Plasma GDF-15 and PSP-D Predict the Development of Pulmonary Arterial Hypertension in Systemic Sclerosis

Patients with pulmonary arterial hypertension (PAH) experience long diagnostic delays, high functional class at diagnosis and poor prognosis. We aimed to study the differentiative and predictive value of 90 inflammatory and immunomodulatory related proteins in idiopathic and hereditary PAH (IPAH/HPAH) and systemic sclerosis-associated PAH (SSc-APAH). Cohort 1 comprised patients with SSc-APAH (n = 36), IPAH/HPAH (n = 54) and healthy controls (n = 55). Cohort 2 comprised SSc patients without PAH (n = 15) and SSc-APAH (n = 15), with blood samples both ~6 years before, and at PAH diagnosis. This cohort was used for internal validation and to predict future development of PAH in SSc. Cohort 3 comprised connective tissue disease (CTD) APAH (n = 19) and IPAH (n = 20), and was used for external validation. Plasma protein levels were measured with proximity extension assay. In cohort 1, we found that higher IL-27 differentiated PAH patients from controls (odds ratio (OR) = 1.24; area under the curve (AUC) = 0.94), whereas higher TNFRSF4 differentiated SSc-APAH from IPAH/HPAH (OR = 1.14; AUC = 0.82), and controls (OR = 1.30; AUC = 0.99).
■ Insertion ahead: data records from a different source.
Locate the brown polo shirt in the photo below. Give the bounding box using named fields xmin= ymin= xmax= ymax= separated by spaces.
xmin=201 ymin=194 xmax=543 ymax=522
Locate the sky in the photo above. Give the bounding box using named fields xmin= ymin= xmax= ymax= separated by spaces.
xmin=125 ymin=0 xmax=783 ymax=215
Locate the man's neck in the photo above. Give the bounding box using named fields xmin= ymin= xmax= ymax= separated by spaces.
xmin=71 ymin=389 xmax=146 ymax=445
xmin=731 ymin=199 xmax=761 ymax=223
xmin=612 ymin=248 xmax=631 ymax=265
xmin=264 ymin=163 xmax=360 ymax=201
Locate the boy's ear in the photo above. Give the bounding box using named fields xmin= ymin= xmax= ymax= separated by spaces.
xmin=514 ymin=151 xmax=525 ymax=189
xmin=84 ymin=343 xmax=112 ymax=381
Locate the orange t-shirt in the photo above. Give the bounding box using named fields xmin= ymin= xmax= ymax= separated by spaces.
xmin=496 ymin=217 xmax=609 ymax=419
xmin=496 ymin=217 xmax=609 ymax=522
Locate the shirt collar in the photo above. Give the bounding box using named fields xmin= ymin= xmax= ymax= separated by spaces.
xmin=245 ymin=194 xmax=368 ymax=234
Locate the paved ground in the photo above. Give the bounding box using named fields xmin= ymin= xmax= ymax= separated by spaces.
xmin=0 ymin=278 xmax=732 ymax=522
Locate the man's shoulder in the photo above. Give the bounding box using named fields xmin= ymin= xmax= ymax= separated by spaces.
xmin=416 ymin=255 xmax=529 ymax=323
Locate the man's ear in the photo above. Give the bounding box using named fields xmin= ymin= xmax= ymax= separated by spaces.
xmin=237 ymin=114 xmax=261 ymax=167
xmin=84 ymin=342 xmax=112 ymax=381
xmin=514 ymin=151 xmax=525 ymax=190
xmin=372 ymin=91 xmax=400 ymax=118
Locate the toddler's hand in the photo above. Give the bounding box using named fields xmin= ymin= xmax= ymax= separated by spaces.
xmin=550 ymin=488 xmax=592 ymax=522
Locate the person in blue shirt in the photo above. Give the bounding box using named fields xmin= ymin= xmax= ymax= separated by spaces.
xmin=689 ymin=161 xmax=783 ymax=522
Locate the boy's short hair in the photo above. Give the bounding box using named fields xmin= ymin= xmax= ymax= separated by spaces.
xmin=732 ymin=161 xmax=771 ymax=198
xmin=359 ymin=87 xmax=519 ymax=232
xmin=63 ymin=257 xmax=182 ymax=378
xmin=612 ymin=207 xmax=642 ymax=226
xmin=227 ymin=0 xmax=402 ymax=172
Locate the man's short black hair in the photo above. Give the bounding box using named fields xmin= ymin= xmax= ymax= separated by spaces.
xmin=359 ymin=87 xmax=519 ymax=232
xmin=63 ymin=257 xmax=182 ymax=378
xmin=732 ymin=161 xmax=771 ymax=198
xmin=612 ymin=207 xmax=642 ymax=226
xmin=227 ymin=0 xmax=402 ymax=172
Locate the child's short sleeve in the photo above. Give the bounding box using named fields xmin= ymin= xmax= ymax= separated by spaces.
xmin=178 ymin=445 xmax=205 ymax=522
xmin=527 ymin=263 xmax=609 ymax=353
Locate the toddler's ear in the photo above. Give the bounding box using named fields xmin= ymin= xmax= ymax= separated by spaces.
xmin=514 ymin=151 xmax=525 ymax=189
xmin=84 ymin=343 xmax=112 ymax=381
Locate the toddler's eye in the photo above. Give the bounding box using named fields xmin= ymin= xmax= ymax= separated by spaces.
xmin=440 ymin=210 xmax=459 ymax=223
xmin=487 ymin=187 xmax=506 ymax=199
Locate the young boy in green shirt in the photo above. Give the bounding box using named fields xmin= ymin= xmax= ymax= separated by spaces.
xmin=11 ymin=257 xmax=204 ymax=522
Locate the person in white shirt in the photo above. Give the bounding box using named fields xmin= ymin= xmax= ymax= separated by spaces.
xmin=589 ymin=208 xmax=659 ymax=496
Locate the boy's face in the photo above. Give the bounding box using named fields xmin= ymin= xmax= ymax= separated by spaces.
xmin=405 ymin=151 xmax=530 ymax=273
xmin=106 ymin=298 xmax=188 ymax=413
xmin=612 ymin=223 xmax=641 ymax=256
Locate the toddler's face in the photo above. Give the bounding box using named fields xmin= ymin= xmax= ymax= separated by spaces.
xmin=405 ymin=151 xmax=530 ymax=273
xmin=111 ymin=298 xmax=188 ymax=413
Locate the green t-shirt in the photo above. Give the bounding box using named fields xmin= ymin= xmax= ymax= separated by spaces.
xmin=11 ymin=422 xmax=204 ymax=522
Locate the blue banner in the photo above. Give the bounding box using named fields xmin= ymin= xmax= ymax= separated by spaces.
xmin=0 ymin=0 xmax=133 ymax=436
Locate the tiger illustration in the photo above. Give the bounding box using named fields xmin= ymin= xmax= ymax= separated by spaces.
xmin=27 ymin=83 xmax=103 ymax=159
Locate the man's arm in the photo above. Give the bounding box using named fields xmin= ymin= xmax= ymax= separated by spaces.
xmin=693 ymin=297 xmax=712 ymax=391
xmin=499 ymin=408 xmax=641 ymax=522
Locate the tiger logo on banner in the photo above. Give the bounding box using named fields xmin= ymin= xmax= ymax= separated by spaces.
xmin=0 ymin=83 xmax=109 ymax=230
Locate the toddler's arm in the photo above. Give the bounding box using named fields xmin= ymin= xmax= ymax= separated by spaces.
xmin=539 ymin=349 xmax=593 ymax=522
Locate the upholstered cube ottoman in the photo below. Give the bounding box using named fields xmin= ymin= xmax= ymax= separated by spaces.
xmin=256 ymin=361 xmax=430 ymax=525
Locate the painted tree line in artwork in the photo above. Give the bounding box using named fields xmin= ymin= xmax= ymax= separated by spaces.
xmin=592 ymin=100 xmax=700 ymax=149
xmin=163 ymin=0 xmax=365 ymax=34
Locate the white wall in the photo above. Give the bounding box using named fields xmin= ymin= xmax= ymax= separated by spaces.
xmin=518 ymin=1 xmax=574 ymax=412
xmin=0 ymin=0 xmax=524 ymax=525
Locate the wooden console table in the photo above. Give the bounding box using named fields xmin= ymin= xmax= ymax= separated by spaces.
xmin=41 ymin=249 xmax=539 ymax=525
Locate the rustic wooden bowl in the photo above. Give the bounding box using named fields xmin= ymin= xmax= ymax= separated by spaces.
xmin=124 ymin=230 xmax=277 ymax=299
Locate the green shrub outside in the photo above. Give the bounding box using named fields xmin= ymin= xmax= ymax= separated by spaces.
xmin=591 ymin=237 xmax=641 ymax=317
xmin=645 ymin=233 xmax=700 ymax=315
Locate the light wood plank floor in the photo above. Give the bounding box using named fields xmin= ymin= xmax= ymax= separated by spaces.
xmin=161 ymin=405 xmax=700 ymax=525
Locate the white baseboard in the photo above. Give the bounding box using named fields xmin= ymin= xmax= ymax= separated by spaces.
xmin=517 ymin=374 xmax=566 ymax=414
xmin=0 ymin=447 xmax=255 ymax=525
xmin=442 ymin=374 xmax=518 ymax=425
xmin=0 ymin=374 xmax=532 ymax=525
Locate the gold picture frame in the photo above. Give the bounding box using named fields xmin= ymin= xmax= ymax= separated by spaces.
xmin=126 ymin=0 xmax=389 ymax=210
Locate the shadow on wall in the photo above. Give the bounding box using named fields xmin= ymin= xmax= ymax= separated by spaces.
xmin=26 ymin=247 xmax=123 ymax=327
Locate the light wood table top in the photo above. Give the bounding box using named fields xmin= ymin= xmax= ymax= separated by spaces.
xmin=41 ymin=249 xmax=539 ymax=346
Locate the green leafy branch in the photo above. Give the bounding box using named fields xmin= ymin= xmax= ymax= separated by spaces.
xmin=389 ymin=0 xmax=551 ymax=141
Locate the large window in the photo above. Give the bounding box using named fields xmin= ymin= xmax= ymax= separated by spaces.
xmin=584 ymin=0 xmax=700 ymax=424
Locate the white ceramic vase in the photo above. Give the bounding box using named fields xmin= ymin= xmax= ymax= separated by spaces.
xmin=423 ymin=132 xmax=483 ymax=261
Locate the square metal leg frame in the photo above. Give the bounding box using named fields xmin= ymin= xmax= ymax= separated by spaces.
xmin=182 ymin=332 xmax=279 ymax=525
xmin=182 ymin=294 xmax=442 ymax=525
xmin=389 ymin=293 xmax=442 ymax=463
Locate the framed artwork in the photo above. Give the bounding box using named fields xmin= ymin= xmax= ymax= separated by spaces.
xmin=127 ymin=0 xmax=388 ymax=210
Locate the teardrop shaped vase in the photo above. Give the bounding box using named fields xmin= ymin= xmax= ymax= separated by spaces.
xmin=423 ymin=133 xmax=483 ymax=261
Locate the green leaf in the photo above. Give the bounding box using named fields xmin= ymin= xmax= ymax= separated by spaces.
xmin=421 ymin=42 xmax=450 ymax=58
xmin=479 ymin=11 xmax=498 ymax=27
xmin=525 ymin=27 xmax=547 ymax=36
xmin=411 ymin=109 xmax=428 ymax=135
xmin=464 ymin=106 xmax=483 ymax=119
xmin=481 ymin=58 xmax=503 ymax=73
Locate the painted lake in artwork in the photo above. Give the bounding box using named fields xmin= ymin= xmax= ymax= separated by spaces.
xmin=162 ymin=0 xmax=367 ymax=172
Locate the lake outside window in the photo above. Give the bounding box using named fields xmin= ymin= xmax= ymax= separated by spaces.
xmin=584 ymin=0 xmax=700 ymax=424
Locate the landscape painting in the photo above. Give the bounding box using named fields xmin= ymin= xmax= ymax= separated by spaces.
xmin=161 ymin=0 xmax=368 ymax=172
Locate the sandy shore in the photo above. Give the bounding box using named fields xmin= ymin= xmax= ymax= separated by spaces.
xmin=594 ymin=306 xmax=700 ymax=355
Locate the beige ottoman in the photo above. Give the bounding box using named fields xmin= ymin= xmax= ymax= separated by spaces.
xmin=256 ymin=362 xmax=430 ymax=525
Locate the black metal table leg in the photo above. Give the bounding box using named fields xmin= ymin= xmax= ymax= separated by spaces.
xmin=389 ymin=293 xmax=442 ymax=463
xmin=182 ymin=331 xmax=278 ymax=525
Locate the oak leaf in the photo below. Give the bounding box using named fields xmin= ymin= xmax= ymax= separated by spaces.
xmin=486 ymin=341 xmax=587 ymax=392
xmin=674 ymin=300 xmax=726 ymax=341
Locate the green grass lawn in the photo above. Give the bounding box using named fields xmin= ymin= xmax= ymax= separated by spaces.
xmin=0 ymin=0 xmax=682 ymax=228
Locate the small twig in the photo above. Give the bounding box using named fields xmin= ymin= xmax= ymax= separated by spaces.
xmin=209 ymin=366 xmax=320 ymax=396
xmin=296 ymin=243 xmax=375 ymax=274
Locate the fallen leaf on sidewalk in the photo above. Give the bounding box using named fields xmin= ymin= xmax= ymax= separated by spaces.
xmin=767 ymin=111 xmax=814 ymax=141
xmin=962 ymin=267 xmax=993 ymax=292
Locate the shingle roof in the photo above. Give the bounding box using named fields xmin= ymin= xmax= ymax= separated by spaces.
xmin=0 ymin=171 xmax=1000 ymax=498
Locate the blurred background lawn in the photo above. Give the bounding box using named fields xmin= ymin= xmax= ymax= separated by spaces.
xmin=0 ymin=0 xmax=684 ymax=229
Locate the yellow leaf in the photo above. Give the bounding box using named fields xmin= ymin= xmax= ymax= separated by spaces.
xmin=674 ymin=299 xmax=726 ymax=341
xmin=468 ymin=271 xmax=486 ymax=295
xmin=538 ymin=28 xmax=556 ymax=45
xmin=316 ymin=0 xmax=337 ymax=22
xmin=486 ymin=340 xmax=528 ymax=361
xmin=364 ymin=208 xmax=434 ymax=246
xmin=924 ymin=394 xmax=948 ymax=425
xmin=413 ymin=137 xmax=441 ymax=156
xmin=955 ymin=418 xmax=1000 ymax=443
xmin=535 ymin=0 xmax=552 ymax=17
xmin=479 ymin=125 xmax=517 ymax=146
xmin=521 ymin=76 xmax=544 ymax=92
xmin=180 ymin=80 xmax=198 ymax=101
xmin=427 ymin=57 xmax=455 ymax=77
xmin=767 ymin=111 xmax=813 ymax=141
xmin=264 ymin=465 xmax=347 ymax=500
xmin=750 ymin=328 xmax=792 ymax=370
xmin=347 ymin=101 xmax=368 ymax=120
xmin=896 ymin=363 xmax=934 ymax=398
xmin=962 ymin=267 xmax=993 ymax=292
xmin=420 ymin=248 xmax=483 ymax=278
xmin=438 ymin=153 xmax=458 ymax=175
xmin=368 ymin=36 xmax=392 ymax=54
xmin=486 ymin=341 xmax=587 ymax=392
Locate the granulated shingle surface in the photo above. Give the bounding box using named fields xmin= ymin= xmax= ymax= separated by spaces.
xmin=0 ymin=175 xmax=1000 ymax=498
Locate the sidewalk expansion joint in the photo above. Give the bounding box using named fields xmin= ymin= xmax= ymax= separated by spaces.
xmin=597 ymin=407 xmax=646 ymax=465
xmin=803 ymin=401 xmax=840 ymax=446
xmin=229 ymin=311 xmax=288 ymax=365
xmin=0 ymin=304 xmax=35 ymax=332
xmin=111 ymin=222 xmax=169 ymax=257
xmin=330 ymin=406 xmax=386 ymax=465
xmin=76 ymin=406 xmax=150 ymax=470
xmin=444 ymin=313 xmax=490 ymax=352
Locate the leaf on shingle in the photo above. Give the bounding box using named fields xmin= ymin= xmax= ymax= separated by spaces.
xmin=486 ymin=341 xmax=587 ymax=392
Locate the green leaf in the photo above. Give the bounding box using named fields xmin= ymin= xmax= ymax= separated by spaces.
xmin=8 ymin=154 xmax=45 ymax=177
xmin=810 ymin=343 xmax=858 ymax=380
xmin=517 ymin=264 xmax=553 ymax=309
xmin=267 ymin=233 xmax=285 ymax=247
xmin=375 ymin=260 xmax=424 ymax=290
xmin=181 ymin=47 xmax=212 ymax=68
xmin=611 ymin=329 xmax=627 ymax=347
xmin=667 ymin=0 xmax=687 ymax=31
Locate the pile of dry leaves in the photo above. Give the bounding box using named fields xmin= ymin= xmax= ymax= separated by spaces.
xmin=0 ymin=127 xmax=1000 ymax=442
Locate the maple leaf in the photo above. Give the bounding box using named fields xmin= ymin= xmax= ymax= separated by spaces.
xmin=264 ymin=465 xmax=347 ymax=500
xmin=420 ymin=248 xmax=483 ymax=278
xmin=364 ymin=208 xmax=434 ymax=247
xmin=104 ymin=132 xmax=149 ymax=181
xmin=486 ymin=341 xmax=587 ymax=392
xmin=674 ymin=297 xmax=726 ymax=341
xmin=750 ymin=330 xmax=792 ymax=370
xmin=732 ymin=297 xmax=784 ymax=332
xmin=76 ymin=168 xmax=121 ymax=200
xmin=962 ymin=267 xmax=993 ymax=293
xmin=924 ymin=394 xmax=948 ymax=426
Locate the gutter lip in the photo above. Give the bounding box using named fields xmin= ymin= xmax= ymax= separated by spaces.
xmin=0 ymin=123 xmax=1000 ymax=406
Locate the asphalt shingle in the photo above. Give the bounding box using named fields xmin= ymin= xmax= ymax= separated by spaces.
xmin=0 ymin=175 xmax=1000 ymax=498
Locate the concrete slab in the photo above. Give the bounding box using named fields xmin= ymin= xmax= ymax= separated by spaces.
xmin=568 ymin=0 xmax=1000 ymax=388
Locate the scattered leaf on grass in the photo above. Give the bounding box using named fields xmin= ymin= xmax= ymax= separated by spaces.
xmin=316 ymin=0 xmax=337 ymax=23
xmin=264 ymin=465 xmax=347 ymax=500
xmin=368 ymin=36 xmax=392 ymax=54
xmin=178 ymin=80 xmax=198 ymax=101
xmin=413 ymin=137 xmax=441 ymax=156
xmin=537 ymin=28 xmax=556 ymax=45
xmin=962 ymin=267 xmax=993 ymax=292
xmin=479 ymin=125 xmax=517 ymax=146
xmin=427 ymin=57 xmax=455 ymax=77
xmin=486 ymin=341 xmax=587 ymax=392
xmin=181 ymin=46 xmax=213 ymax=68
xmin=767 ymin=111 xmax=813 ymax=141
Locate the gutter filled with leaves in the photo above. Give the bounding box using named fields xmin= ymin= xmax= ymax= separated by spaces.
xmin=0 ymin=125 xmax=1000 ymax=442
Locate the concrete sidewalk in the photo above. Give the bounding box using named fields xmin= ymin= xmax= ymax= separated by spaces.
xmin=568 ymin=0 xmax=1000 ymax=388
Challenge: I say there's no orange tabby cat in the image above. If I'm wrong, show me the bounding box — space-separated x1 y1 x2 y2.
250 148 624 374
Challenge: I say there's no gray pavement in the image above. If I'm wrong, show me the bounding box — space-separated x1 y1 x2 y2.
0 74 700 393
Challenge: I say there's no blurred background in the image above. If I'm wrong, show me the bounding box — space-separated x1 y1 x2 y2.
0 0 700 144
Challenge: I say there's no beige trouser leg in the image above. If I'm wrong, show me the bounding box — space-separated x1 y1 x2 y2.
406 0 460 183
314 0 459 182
In cohort 2, GDF-15 and PSP-D were higher in female SSc patients that would develop vs those that wouldn't develop PAH, and predicted PAH-development ~6 years before diagnosis (OR = 1.24; AUC = 0.78 and 1.22; 0.73, respectively). Using equivalence testing, levels of IL-27, GDF-15 and PSP-D were equivalent (p = 0.0072, p = 0.0048 and p = 0.00076) in cohort 3 and 1. In conclusion, GDF-15 and PSP-D emerged as promising potential biomarkers in early screening and prediction of future PAH development in SSc, whereas IL-27 and TNFRSF4 appeared promising in diagnosis and subtype differentiation of PAH and SSc-APAH.